Great question! Firstly, absolutely Great Expectations is a great fit for this use case. It’s actually one of the original cases that inspired my work on it.
There’s a lot in your question that I think is worth a deep discussion about the practice of monitoring and measuring reliability of a ML system, but I think a concrete way to think about the action here is to view the ML model itself as a node in a DAG that processes input data (the features to be used for modeling) and produces output data.
In that simple model, Great Expectations is useful for both the input and the output. On the input side, you’re likely to be able to have expectations about:
- structure of data, to ensure the preprocessing is working as intended, and
- distribution of data, to ensure you’re seeing data that is similar to what you trained on
On the output side, you essentially can think of your expectations as also falling into those two categories, though of course the expectations themselves are likely to be different.

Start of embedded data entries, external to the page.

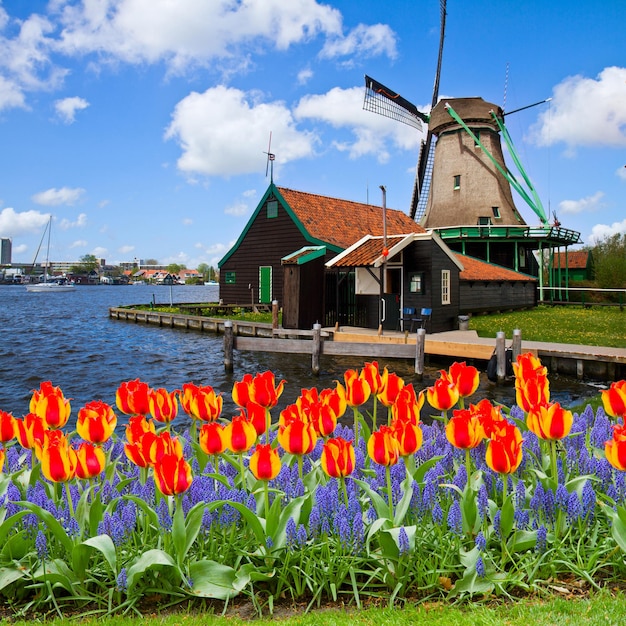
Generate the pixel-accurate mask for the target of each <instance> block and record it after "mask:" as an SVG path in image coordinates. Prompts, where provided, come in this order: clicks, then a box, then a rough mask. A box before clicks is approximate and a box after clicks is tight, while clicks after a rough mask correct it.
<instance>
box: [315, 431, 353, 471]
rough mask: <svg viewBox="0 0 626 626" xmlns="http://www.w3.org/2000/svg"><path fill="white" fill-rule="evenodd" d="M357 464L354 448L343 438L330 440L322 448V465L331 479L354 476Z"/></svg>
mask: <svg viewBox="0 0 626 626" xmlns="http://www.w3.org/2000/svg"><path fill="white" fill-rule="evenodd" d="M355 463H356V457H355V453H354V446H353V445H352V442H351V441H346V440H345V439H344V438H343V437H335V438H332V439H328V440H327V441H326V443H325V444H324V447H323V448H322V458H321V464H322V469H323V470H324V473H325V474H326V475H327V476H330V477H331V478H343V477H345V476H348V475H349V474H352V472H353V471H354V466H355Z"/></svg>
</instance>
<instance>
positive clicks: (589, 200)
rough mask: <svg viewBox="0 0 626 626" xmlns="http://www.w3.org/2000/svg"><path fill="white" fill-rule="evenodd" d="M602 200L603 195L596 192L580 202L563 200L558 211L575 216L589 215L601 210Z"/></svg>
mask: <svg viewBox="0 0 626 626" xmlns="http://www.w3.org/2000/svg"><path fill="white" fill-rule="evenodd" d="M602 198H604V193H603V192H602V191H598V192H596V193H594V194H593V196H587V197H586V198H581V199H580V200H563V201H562V202H559V210H560V212H561V213H563V214H569V215H576V214H577V213H583V212H585V213H589V212H592V211H597V210H599V209H601V208H602V203H601V201H602Z"/></svg>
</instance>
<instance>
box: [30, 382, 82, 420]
mask: <svg viewBox="0 0 626 626" xmlns="http://www.w3.org/2000/svg"><path fill="white" fill-rule="evenodd" d="M30 412H31V413H35V414H36V415H39V417H41V418H42V419H43V420H44V421H45V422H46V425H47V426H48V427H49V428H63V426H65V424H67V420H68V419H69V417H70V413H71V412H72V408H71V406H70V401H69V400H67V399H66V398H65V397H64V396H63V392H62V391H61V389H60V388H59V387H53V386H52V383H51V382H50V381H46V382H42V383H41V384H40V385H39V390H33V395H32V398H31V400H30Z"/></svg>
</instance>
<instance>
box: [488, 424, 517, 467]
mask: <svg viewBox="0 0 626 626" xmlns="http://www.w3.org/2000/svg"><path fill="white" fill-rule="evenodd" d="M504 424H506V426H505V425H504ZM485 462H486V463H487V465H488V466H489V467H490V468H491V469H492V470H493V471H494V472H498V473H499V474H512V473H513V472H514V471H515V470H516V469H517V468H518V467H519V466H520V463H521V462H522V433H521V432H520V429H519V428H518V427H517V426H515V425H514V424H510V423H509V422H507V421H506V420H504V422H503V423H502V424H500V428H499V430H498V433H497V434H496V435H494V437H493V438H492V439H490V441H489V443H488V445H487V451H486V453H485Z"/></svg>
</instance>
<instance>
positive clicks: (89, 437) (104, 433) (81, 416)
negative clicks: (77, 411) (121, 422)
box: [76, 400, 117, 444]
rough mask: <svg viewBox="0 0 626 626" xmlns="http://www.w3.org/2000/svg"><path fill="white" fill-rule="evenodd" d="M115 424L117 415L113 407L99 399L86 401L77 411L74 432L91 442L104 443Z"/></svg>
mask: <svg viewBox="0 0 626 626" xmlns="http://www.w3.org/2000/svg"><path fill="white" fill-rule="evenodd" d="M116 426H117V416H116V415H115V413H114V412H113V409H112V408H111V407H110V406H109V405H108V404H106V403H104V402H102V401H101V400H95V401H93V402H88V403H87V404H86V405H85V406H84V407H83V408H82V409H80V410H79V411H78V417H77V419H76V432H77V433H78V434H79V435H80V436H81V437H82V438H83V439H85V440H86V441H89V442H91V443H96V444H100V443H104V442H105V441H107V440H108V439H109V438H110V437H111V435H112V434H113V432H114V431H115V427H116Z"/></svg>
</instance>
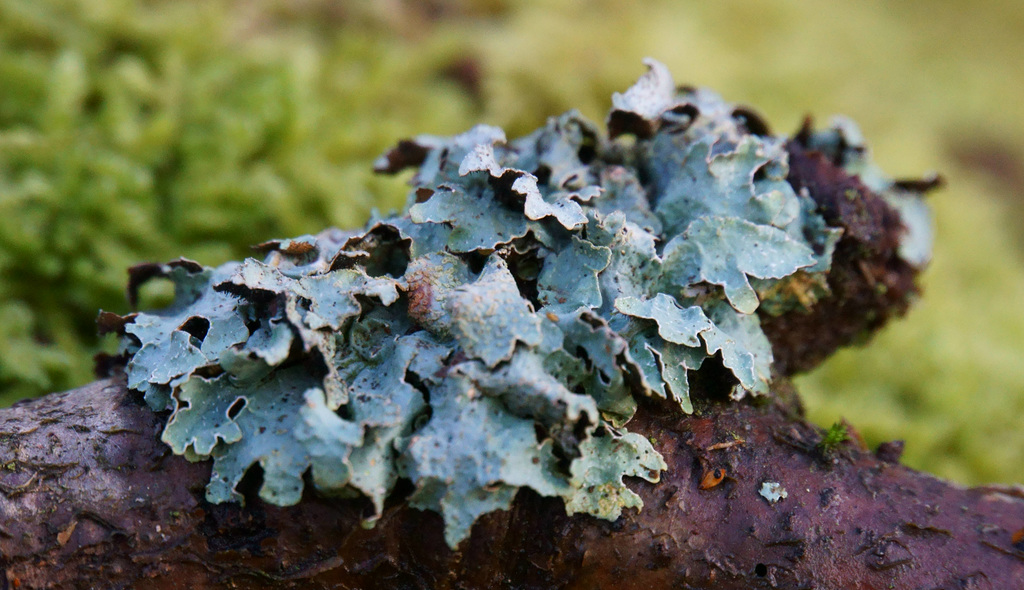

There are alternatives to GE, but I think of them as falling into two extremes, with GE being more in the middle of these:
- process-oriented quality checks, such as sampling and routing to human reviewers. I believe, by the way, that such an approach is absolutely essential, but it’s best done in a way where the level of effort is informed by GE
- Anomaly detection checks, where you’re asking a system to see if you observe a change in distributions say, but without being able to benefit from your designer’s knowledge about what the system should see.
Happy to discuss this more!